Quick Start

Starting from an assembled transcriptome

If you already have a transcriptome, start the pipeline on the database mode and provide the path to the folder containing your GTF files with the --gtf_folder parameter (skip to step 3)

Starting from RNA-Seq reads

You should assemble your transcriptome using a transcriptome assembler such as StringTie or Cufflinks after aligning the reads to the genome with a splice-aware aligner such as STAR or hisat2. Rp3 needs the GTF file produced by these assemblers.

Using the reference GTF

Alternatively, you can just use a reference GTF file from Ensembl or NCBI, for instance. The GTF files has to contain ‘transcript’ and ‘exon’ features. The limitation when using a reference GTF is that you cannot include novel transcripts for your samples. The pipeline will then perform the 3-frame translation on already annotated transcripts. Annotated ORFs will be removed afterwards.

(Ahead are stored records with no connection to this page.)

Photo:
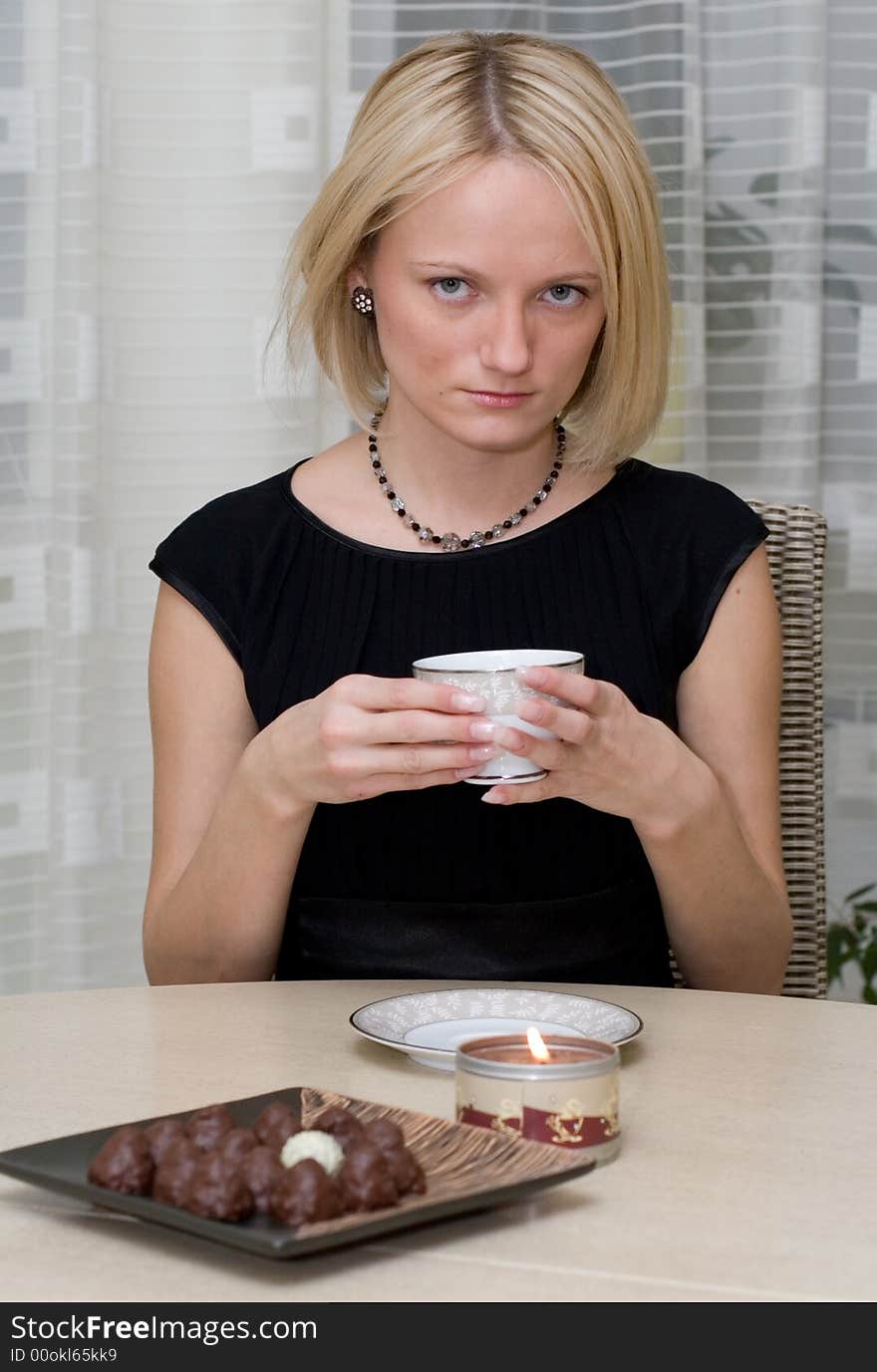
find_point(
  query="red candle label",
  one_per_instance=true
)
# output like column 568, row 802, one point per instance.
column 574, row 1114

Generate a custom proteomics database

Run RP3 on the database mode

$ rp3.py database --outdir <path/to/output/directory> --threads 8 --genome <path/to/genome.fasta> --gtf_folder <path/to/gtf/folder> --proteome <path/to/reference_proteome.fasta

The specified --gtf_folder should be the folder containing the GTF file with the transcriptome assembly. If you already have a GTF file, provide the folder containing it and other GTF files to be included in the analysis. Provide the path to a GTF file.

Re-score your results

Run the pipeline on rescore mode.

$ rp3.py rescore --outdir /path/to/output/directory --threads 8 --mzml /path/to/mzmz/files --proteome /path/to/reference/proteome --msPattern mzML

Check if the proteogenomics smORFs have Ribo-Seq coverage

Run the pipeline on ribocov mode.

$ rp3.py ribocov --outdir /path/to/output/directory --threads 8 --fastq /path/to/fastq/folder --gtf /path/to/gtf/file --genome_index /path/to/genome/index --cont_index /path/to/contaminants/index --plots

Notes

Always use the same output directory when running different modes for the same analysis.